If you ever visit South Africa, do yourself a favour and spend a day at the Apartheid Museum in Johannesburg. The beautifully designed building provides a spectacular historical timeline of apartheid’s birth, life, and eventual death. When one walks through the hushed corridors, one is deeply moved, disturbed, as well as incredibly fascinated by the surrounding photographs, museum pieces, newsreels, audio clips, posters and props – all snapshots of what it was like to live under an oppressive social system.
As one reaches the end of the museum, one is faced with a large plaque with a list of about 30 written items. When I visited the museum last year, I looked at this list in silence for sometime before leaving, because one can argue that the entire struggle against apartheid was for the realisation of this very list. It is for these few bulleted points that many anti-apartheid activists stood their ground, and as result were beaten, victimised, held without trial, and sometimes executed.

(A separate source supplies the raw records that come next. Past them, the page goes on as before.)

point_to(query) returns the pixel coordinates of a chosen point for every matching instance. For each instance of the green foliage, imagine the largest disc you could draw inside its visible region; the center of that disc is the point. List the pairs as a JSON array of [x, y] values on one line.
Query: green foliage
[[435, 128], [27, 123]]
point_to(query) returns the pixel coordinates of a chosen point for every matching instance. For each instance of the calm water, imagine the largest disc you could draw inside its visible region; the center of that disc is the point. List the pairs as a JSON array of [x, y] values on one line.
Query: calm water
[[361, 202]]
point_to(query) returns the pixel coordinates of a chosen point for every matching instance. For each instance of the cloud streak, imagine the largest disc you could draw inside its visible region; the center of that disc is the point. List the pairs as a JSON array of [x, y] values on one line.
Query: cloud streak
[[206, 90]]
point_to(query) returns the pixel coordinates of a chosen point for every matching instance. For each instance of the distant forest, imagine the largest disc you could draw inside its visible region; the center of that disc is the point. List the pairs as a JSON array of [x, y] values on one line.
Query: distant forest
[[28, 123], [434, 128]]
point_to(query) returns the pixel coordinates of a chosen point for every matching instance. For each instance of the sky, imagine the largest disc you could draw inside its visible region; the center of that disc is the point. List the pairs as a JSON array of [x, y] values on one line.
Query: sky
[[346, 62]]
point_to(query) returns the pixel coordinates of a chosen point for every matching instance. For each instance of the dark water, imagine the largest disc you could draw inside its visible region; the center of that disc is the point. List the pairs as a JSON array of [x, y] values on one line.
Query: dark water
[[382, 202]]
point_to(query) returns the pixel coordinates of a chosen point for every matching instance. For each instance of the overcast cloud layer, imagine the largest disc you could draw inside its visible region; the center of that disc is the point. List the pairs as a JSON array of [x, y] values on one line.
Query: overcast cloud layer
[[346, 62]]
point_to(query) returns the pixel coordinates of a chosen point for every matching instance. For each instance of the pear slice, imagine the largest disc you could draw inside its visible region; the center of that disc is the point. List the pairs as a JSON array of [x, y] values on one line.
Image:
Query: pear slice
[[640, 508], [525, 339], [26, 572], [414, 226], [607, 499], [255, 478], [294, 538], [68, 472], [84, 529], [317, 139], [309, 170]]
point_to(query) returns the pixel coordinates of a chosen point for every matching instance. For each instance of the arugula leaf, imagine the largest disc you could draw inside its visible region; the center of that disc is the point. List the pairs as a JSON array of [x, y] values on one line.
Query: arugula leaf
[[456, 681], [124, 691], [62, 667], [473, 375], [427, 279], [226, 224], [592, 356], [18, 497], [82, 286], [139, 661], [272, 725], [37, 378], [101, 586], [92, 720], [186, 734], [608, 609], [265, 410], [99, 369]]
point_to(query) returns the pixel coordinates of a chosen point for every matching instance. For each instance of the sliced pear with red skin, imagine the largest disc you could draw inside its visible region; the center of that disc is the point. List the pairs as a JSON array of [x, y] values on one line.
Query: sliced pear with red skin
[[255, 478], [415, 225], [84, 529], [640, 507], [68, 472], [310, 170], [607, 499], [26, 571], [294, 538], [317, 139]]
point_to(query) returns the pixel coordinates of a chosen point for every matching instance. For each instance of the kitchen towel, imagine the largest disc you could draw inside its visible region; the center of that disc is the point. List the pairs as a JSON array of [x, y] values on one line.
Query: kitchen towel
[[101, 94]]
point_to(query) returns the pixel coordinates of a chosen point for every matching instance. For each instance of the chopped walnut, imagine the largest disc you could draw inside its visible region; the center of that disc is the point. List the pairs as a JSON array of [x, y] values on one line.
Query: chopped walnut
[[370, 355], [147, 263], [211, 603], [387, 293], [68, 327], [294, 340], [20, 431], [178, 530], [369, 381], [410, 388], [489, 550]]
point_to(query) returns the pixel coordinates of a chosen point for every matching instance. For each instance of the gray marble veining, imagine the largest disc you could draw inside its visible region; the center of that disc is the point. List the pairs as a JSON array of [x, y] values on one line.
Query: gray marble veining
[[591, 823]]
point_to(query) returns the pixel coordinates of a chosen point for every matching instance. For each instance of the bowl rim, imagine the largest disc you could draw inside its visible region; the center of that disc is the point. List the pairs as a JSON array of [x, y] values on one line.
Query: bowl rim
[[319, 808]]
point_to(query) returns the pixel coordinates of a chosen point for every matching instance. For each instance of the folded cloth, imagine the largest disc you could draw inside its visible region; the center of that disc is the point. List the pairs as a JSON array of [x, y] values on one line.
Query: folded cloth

This list is South Africa’s Bill of Rights
The end of apartheid brought democracy to South Africa, and for the first time an all encompassing Bill of Rights was enshrined in law, ensuring the equality of every individual, regardless of race, gender, age, religious belief or sexual orientation. Various basic rights – such as equality, human dignity, as well as freedom of belief, religion, speech, and association – where for the first time awarded to everyone in this country. It was a magnificent achievement for a nation which at one stage was on the brink of a bloody civil war. I think a common element in the South African psyche is a sort of pride regarding this fact: that we achieved a peaceful revolution through the ballot box; that we are somehow the torch bearers of human rights and democracy. After all, we made it work in circumstances where many others had failed.
But I’m now convinced that South Africa has no right to carry this torch any longer. Over the last few months, townships and informal settlements have erupted in violence, as mobs of South Africans have purged their neighbourhoods of immigrants. This chaos, aroused by a widespread belief that non-South Africans are stealing jobs and are responsible for crime, has resulted in many deaths and thousands of displaced foreigners, and has sent shock waves through South African society, and the world.
One is left wondering in despair: as South Africans, we should know better! Most South Africans should know what it feels like to be singled out and dehumanised because of some personal attribute, let it be skin colour or gender. Most South Africans should know what it feels like to be forcibly removed from their homes, and beaten. As a nation, one would think that we would have learnt from apartheid what the horrors of intolerance can do, and how it can destroy. But it seems as if we have learnt nothing.
I know that the causes of xenophobia are complex, and that many have suggested various reasons to why this has happened. But as I watch the violence unfolding in the news, displaced families – who have lost everything – seeking refuge at police stations and churches, I cannot see how South Africans can be proud of their democracy.
I’m ashamed of calling myself a South African.